Quick Take
- Quarterly revenues rise 9% over last year to $2.3
billion as net profit climbs to $456 million compared to a loss
of over $6 billion in 2011.
- Demand for deepwater drilling helps boost operational
performance: annual utilization rates grow to 78% from 69% in
2011, and revenue efficiency also improves.
- Looking Ahead: New contracts ~$2 billion added, revenue
backlog of around $29 billion; Gulf of Mexico could continue to
drive growth.
Transocean Ltd.
(
RIG
), the world's largest offshore drilling contractor, released its
fourth quarter earnings on March 1, reporting its first fourth
quarter profit in three years. While the firm's operational
performance continued to be strong, the absence of significant
write-downs helped nudge the firm's results higher.
Quarterly revenues were around $2.3 billion compared to around
$2.13 billion last year while net income was around $456 million
compared to a loss of $6.1 billion (primarily due
to impairment charges) in 2011. The results were
largely in line with our expectations
and aided by stronger drilling in the U.S. Gulf of Mexico as well
as by better fleet utilization rates.
Operating Metrics Improve
Strong demand for offshore drilling helped the firm to boost the
utilization rate of its fleet. Utilization rates are a measure
of how many rigs are working on contracts in comparison to total
fleet size. These rates are an important metric given the high
capital expenditure that the firm incurs in constructing these
rigs. Rates improved to around 78% in 2012, up from around 69% a
year earlier.
The performance of the firm's ultra-deepwater floaters and harsh
environment floaters was particularly strong with utilization
growing by 6% and 12% respectively. This trend is quite encouraging
since these rigs also have the highest day rates within the fleet.

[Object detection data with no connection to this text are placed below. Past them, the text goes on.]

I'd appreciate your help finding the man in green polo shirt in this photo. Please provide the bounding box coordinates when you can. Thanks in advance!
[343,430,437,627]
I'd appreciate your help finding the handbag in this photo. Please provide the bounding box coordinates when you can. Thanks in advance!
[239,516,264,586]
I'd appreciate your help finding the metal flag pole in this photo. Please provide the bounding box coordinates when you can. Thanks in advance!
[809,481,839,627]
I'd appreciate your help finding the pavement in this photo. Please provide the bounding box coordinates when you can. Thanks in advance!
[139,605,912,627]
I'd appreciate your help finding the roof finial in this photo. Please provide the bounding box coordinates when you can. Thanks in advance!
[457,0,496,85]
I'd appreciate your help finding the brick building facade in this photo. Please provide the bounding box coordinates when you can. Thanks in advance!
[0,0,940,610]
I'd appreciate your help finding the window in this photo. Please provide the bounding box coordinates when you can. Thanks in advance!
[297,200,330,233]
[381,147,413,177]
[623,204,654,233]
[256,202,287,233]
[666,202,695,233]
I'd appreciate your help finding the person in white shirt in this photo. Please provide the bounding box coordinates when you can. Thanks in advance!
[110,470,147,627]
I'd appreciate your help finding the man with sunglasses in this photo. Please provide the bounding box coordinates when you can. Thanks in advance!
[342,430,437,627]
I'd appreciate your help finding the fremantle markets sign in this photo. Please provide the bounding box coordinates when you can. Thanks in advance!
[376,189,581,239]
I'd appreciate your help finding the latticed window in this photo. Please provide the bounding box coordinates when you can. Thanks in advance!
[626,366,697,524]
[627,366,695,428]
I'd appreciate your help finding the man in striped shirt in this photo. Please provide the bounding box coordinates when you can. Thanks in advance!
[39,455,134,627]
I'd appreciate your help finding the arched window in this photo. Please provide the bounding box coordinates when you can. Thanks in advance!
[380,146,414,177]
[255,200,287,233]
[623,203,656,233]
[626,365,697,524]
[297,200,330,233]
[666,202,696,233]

Revenues efficiency, a measure of performance of the rig once it is
contracted also improved from around 90.5% in 2011 to
around 93%.
Looking Ahead: Gulf Of Mexico Will Remain
Important
U.S. Gulf Of Mexico Will Continue To Drive Grow
: The U.S. Gulf of Mexico is Transocean's most important geographic
market, accounting for a quarter of the firm's business.
Around 14 of 27 of the firm's ultra-deepwater rigs are contracted
in this region. These rigs command average dayrates nearing
$500,000, significantly higher than the firm's average dayrate of
around $370,000. The long-term prospects in this region are also
looking better as the U.S. Department of the Interior recently
announced plans to auction over 38 million acres of federally owned
waters, which would allow oil and gas companies to ramp up their
offshore drilling activities in the region.
Contract And Revenue Backlogs
: During the last three months, Transocean also added new contracts
of around $2 billion, bringing the revenue backlog to around $29
billion. As previously announced, the firm plans to add another 8
new rigs to its fleet by 2017, five of which are ultra-deepwater
rigs which will have dayrates of over $500,000.
Legal Issues Being Resolved
: In January, Transocean reached a $1.4 billion settlement with the
U.S. Department of Justice (DoJ), to resolve civil and criminal
disputes relating to the 2010 explosion of the Deepwater Horizon
rig that the firm was operating for BP (
BP
) in the U.S. Gulf Of Mexico. More recently, Brazilian courts
dropped criminal charges against the firm relating
to its involvement in an oil spill in the Frade oil field, off the
coast of Brazil. These developments should allow the firm to put
much of its legal woes behind, and allow it to devote more
attention and resources to the growing deepwater drilling
business.
We are in the process of updating
our model and price estimate for Transocean
following the firm's earnings release.